“Everything you see is a shadow of what you do not see,” the little slip of paper said, my prize from the fortune cookie.
Usually, I detest the fortunes that come out of these hard horseshoe shaped cookies. The lotto numbers are always unlucky. I’m irritated that they often do not tell the future but instead are non-fortunes. Like this one. Observations about life, character, and perception. Rarely do I get what *I think* is a fortune: something that tells me about the future.
This non-fortune did give me pause. It can’t have a literal meaning. The air is not casting a shadow all about Mt. Sopris – I see it because there is literally a huge double-peaked mountain stately rising over this part of the valley. Yet I think about my own choice to see things as realistically and positively as I can and how that brings abundance in my life.
There is a long line in the grocery checkout which delays me and gives me a chance for me to play a game on my phone I enjoy.
My children whine which is annoying and a signal to me that I need to spend more time with them so that they don’t seek my attention through whining.
The strawberries I planted died, wasting the afternoon I spent digging up rocks to put them in the ground and gives me a chance to spend an afternoon in the garden planting them again, or something else in their stead.
I fell off my bike and scraped my knee, hurting myself badly and giving an offering of blood and tears to the earth. It ruined my pants giving me the opportunity to get better ones. (Ok, I still am struggling with this one. I prized those pants.)
This reflection is not a plea for the power of positive thinking. It an invitation to consider the world in the balance, to think about what we first see and what is the opposite of what we see, the shadow.
Psychologically, humans are wired to complain first, which is probably an excellent survival mechanism: the food gathered here isn’t that great. Let’s sail the ocean and see if there is better food elsewhere. Altering perception to see things in the balance can increase our sense of abundance, move us past the typical, evolutionary first reaction.

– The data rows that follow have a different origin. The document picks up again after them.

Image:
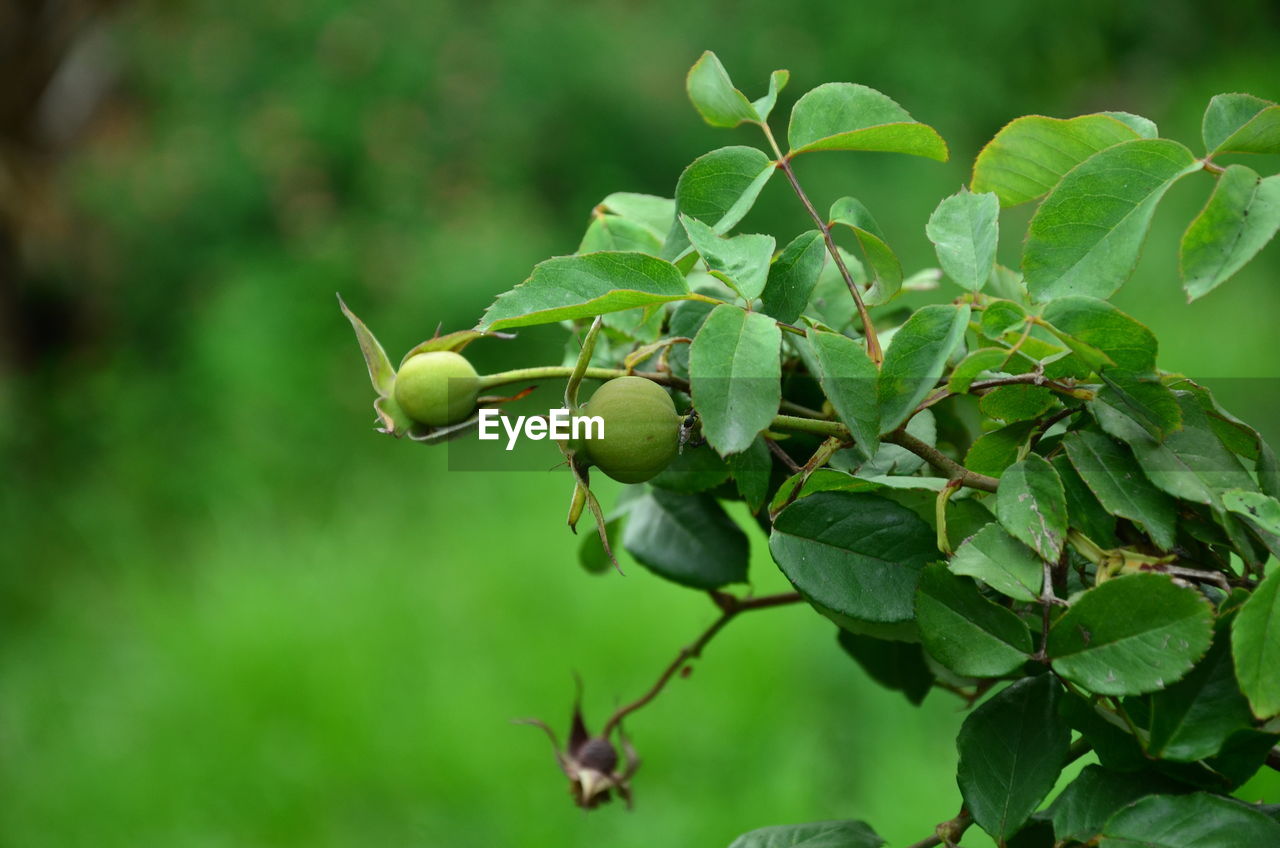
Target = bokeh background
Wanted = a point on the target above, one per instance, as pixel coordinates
(232, 615)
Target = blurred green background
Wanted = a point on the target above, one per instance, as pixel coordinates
(232, 615)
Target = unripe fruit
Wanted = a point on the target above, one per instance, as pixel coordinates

If we go through the world with a balanced attitude in the every day, it will allow us to feel sad when extraordinarily terrible things actually do happen. Like when our loved ones are dying from cancer, when we honestly do not have enough money to pay rent, or when we have lost what we love the most. Often complaining distracts us from these fundamental sadnesses. May those days be rare for each and every one of us and may we each give each other the space to be profoundly sad.
But to complain each day without considering the balance robs us of the capacity to be sad when it is time to be sad and to be joyful when there is cause to be joyful.
Notice your automatic response to the world. When something happens, what first comes to mind? Is it a thought that helps you survive, or is a thought that helps you flourish? What do you need right now? What do you see, and what is its shadow?
And how can we get fortune cookies to actually predict the future, or at least better lotto numbers?